A Hybrid Early Earthquake Prediction Model Using IoT Networks and Deep Learning Algorithms
Main Article Content
Abstract
Earthquakes are one of the most serious natural disasters that threaten human life and property, which makes their early prediction extremely important to reduce their devastating effects. This research aims to develop an intelligent earthquake prediction system based on the integration of Internet of Things (IoT) technologies with deep learning algorithms, specifically recurrent neural networks (RNN) and long-term short-term memory networks (LSTM). The methodology was developed by collecting Earthquake Data in real time using a network of IoT sensors, where historical real data from the year ( 1965 to 2021 ) was used to train the model and process this data using an optimized LSTM model with the use of activation functions (Relu,tanh , Sigmoid ) and optimization algorithms (Adam, RMSprop, SGD) . The model was developed using the ReLU activation function with the Adam optimization algorithm to improve the prediction accuracy with Learning Rate is equal to (0.001) and Epochs is equal to (200).. The experimental results showed a high efficiency of the proposed model, achieving a determination coefficient (R2).
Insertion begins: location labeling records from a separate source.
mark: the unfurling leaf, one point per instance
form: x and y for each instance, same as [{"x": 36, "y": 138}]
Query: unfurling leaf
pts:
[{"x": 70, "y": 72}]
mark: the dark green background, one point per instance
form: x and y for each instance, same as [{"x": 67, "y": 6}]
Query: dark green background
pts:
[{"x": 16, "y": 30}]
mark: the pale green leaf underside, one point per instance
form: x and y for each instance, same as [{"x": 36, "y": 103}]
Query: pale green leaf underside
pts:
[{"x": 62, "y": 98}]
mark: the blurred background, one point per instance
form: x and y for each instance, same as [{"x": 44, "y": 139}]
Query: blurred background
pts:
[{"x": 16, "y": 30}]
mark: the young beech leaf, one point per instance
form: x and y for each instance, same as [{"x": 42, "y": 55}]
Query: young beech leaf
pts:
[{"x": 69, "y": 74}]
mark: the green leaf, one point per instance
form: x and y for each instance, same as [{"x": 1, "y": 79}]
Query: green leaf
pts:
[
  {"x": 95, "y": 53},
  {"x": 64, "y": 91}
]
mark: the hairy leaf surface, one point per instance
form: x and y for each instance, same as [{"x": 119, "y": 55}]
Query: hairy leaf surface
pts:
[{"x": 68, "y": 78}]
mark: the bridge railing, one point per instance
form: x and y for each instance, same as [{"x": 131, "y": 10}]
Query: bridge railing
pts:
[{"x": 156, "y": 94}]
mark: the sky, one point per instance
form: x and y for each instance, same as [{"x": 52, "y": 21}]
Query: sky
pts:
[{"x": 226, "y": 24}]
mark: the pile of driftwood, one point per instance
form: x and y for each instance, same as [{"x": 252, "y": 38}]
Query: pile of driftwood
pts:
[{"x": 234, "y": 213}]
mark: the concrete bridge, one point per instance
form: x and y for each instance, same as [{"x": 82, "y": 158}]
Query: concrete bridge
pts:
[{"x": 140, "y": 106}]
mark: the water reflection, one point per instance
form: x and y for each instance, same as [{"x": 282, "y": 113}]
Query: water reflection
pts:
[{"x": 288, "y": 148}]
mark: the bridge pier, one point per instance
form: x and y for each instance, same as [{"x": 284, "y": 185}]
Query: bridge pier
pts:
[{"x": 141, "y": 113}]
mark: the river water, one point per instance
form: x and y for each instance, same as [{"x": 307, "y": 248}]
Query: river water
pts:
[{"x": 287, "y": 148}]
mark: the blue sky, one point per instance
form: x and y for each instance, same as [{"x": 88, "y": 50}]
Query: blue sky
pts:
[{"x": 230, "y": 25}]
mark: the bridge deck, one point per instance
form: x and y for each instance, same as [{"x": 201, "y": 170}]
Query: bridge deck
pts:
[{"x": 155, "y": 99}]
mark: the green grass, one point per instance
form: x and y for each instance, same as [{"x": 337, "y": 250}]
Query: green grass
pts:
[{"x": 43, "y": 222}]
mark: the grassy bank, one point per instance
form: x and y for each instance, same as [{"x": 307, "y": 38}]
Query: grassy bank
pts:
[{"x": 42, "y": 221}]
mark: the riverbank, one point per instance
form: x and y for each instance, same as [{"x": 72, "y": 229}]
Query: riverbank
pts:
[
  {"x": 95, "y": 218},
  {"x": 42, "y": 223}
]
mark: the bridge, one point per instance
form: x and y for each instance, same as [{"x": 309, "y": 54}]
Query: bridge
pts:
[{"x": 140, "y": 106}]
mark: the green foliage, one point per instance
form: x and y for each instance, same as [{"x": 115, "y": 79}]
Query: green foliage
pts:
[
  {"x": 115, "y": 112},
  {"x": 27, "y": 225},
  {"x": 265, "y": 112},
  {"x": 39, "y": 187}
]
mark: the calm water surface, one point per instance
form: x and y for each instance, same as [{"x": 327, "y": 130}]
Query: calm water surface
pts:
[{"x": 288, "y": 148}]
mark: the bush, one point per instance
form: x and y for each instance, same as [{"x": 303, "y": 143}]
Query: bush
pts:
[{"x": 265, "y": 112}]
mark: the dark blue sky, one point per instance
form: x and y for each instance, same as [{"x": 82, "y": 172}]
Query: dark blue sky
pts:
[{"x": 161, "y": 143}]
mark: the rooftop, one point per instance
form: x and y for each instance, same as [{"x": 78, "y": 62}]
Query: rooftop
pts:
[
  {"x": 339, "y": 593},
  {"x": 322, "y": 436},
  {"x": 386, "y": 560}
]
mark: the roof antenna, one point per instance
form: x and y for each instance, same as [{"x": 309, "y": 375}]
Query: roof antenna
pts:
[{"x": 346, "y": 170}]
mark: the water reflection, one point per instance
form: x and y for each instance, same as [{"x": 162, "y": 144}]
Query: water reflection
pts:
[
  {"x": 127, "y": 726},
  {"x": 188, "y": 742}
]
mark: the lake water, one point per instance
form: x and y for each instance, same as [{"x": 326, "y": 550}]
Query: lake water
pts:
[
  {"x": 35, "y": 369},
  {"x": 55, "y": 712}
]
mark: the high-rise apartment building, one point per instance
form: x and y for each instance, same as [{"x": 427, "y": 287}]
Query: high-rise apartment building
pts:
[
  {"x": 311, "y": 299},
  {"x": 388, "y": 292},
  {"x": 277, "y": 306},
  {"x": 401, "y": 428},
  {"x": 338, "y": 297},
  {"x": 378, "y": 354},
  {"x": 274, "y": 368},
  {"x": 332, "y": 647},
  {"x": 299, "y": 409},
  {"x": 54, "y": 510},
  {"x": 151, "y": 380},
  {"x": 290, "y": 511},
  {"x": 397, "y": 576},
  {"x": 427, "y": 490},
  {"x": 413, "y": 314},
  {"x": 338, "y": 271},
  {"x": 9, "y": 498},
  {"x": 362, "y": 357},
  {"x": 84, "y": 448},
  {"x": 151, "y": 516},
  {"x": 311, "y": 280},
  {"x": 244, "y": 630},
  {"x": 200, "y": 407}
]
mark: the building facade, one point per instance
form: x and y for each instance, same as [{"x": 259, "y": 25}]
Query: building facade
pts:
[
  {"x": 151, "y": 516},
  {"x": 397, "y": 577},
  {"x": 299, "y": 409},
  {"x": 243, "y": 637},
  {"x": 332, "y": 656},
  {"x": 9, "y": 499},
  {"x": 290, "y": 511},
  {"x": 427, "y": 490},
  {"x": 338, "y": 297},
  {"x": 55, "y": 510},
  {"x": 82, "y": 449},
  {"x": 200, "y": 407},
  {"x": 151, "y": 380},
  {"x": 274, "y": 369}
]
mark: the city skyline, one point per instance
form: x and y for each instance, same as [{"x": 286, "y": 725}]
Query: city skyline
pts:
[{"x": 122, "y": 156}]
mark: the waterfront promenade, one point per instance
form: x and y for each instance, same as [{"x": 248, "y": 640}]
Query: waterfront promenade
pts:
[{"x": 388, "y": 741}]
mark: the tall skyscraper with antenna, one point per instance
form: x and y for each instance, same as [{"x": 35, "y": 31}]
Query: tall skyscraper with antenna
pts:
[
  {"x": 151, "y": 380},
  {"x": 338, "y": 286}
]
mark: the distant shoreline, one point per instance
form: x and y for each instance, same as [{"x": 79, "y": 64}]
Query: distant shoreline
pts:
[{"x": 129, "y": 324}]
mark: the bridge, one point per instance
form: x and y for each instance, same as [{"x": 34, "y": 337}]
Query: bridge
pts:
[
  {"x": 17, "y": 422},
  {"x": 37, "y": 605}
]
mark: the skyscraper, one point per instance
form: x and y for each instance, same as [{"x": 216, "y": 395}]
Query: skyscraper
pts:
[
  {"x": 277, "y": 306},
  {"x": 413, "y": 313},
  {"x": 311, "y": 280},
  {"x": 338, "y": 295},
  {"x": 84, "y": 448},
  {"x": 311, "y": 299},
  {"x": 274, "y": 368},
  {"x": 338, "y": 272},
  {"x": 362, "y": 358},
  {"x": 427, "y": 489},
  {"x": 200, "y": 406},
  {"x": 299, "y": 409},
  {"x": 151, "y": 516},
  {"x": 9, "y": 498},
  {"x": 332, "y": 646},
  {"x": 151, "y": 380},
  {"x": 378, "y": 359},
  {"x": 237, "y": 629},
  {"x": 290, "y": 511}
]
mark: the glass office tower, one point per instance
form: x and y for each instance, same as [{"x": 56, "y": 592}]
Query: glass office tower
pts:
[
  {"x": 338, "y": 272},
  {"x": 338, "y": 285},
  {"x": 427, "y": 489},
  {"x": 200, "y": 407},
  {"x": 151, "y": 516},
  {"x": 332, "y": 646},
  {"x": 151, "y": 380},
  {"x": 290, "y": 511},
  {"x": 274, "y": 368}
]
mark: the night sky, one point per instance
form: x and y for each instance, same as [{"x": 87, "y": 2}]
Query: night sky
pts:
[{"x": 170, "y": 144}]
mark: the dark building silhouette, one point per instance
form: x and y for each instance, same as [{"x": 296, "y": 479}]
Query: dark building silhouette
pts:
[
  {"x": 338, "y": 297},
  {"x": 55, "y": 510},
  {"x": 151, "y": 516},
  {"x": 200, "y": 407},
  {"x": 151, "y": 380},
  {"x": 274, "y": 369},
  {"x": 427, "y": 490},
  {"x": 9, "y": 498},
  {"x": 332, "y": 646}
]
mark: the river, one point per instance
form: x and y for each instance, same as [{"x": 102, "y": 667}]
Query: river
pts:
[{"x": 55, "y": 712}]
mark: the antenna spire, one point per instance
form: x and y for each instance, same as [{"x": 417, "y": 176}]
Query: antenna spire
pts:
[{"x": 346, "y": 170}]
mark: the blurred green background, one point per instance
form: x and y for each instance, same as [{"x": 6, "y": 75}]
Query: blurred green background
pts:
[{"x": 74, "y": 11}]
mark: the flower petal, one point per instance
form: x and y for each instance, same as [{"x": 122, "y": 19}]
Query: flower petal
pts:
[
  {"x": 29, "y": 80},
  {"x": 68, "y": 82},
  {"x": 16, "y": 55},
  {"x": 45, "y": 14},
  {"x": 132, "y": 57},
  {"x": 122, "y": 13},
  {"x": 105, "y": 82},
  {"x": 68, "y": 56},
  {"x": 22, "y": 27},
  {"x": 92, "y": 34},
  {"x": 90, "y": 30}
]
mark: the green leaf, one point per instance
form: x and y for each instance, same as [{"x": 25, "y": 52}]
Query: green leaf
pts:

By (0.9984) with a low MSE error rate of up to (0.0003), which confirms the system's ability to accurately predict earthquakes before they occur. This research makes an important contribution to the field of forecasting natural disasters using artificial intelligence and IoT technologies. These results confirm the possibility of relying on modern technologies in the development of earthquake early warning systems, which opens up new horizons for research in the field of Natural Disaster Risk Reduction and protection of vulnerable communities.